A large chunk of the running-time of "London Town" is taken up with either musical production numbers or comedy sketches, representing the material being performed on stage by the cast. The musical numbers start off reasonably entertaining -- "My Heart Goes Crazy" is a generic springtime number with a nice ironic touch -- but seemed to get more tedious as they went on. Either my patience was decreasing, or the (American) director and song-writers' idea of 'London' got harder and harder to swallow as it got into more and more clichéd and unconvincing territory. Meanwhile, the comedy sketches, which are supposedly an irreplaceable record of Field's stage act, are presented in a straight-through-the-proscenium-arch format and a dead soundtrack that kills whatever amusement value they may have had in the first place.

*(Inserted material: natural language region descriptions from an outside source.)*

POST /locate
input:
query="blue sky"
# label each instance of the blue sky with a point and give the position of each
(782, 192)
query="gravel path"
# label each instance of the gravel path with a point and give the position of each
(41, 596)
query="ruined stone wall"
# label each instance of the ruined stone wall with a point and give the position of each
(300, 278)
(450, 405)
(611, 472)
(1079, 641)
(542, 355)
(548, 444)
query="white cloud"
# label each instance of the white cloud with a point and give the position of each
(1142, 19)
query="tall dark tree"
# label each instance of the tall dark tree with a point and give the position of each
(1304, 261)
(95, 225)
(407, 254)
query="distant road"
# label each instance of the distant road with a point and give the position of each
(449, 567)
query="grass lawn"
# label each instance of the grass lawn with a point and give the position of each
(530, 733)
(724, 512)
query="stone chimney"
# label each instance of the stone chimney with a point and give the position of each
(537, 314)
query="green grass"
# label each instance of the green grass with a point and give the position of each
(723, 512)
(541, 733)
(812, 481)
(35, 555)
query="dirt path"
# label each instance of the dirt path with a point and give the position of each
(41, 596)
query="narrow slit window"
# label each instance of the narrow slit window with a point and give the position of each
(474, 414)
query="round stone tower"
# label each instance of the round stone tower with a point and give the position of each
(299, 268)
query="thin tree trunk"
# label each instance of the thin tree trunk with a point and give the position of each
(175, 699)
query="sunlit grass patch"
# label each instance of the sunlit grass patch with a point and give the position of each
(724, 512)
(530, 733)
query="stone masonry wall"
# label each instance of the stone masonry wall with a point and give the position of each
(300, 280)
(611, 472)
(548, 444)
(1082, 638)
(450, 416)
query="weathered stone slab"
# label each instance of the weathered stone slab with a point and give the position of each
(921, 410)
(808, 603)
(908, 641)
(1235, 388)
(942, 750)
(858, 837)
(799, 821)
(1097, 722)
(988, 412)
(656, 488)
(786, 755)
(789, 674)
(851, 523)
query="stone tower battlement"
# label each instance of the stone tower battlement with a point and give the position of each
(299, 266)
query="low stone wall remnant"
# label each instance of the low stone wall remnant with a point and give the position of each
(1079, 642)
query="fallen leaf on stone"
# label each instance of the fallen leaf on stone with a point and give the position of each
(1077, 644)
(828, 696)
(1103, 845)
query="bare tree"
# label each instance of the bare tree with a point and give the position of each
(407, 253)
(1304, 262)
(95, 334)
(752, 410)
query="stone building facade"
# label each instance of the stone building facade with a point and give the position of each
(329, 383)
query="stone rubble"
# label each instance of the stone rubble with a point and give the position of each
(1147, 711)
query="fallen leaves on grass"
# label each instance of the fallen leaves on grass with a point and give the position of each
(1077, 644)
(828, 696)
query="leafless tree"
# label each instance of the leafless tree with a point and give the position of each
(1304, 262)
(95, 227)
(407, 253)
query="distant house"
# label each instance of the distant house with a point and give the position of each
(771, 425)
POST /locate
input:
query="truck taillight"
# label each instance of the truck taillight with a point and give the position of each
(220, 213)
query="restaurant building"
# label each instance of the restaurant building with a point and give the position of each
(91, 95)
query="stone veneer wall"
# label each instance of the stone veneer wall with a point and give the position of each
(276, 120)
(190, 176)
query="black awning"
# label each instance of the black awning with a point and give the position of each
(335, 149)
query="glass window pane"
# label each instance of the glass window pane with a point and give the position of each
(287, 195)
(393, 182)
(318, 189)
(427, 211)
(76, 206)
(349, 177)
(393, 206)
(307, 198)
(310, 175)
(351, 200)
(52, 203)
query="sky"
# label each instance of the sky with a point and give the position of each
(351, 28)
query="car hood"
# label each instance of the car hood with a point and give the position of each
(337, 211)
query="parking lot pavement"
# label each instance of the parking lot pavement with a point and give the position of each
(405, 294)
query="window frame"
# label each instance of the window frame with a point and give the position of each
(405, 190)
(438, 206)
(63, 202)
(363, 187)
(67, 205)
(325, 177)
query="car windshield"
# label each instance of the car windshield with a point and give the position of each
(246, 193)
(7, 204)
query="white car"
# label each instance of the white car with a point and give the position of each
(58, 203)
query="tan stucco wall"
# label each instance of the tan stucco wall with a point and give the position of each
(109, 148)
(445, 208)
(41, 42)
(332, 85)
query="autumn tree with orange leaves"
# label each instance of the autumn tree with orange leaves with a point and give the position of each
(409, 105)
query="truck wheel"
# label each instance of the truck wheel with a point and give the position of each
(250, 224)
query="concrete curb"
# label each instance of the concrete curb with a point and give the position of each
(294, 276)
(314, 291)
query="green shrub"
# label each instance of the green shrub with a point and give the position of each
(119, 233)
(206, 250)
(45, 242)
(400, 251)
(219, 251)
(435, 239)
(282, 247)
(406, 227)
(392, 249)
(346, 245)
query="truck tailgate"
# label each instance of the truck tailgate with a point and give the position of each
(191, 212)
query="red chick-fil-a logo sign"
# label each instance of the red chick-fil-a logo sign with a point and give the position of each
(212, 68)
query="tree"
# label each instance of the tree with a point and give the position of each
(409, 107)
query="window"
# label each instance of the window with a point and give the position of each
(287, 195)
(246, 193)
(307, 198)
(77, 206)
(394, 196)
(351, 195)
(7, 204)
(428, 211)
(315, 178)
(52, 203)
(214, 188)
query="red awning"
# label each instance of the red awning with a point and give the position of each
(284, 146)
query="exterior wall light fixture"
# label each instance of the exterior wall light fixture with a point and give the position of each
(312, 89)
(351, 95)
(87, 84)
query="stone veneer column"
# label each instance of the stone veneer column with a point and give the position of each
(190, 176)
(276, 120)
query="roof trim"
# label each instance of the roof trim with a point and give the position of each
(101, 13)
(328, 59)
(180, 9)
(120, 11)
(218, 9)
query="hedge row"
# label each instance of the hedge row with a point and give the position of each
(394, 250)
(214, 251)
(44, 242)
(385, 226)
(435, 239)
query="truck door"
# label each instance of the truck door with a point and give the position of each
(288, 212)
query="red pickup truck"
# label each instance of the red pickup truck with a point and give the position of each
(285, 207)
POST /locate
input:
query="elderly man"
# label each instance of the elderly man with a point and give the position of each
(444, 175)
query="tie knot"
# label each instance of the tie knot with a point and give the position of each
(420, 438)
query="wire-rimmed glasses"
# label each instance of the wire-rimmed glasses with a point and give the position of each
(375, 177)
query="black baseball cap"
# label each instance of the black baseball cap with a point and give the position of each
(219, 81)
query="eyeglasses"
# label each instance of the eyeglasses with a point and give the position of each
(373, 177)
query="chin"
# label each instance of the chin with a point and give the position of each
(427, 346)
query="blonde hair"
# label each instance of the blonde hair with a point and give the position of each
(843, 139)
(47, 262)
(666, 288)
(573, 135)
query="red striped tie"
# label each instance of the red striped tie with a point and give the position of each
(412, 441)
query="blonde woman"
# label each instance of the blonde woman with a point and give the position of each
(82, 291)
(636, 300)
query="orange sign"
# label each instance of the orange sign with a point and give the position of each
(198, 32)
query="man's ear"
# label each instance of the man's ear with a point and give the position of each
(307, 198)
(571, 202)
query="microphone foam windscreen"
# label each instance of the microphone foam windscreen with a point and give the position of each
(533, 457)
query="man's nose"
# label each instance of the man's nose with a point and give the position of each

I have to admit that on the basis of this film I don't 'get' Sid Field as a comedian at all. Fast-talking Max Miller is amusing in the pre-war "Friday the Thirteenth" and "The Good Companions", as is Sonnie Hale himself with partner Jessie Matthews in "First a Girl". Field's own act seems to rely on relentless repetition to ensure that even those 'at the back of the gallery' will eventually follow the joke, coupled with a comedy based around errors, failures and ineptitude, a style that I'm afraid I've always personally disliked. The infamous 'photographer' sketch with its blatantly homosexual overtones is probably the funniest, mainly because the humour is character-based (the client complaining pettishly 'But I've always wanted to see his kitchen!') rather than revolving around slapstick or laboured misinterpretations.
But the film has other issues, among them clumsy sound-track editing and lip-synch, and some very fake outdoors scenery: bizarrely, it also contains some beautiful location work that not only provides an invaluable Technicolor archive record of the River Thames on a sunny summer's day but demonstrates a rather more subtle sense of humour into the bargain. (Keep an eye out for the sly social observations concerning the holiday-makers in the boats...)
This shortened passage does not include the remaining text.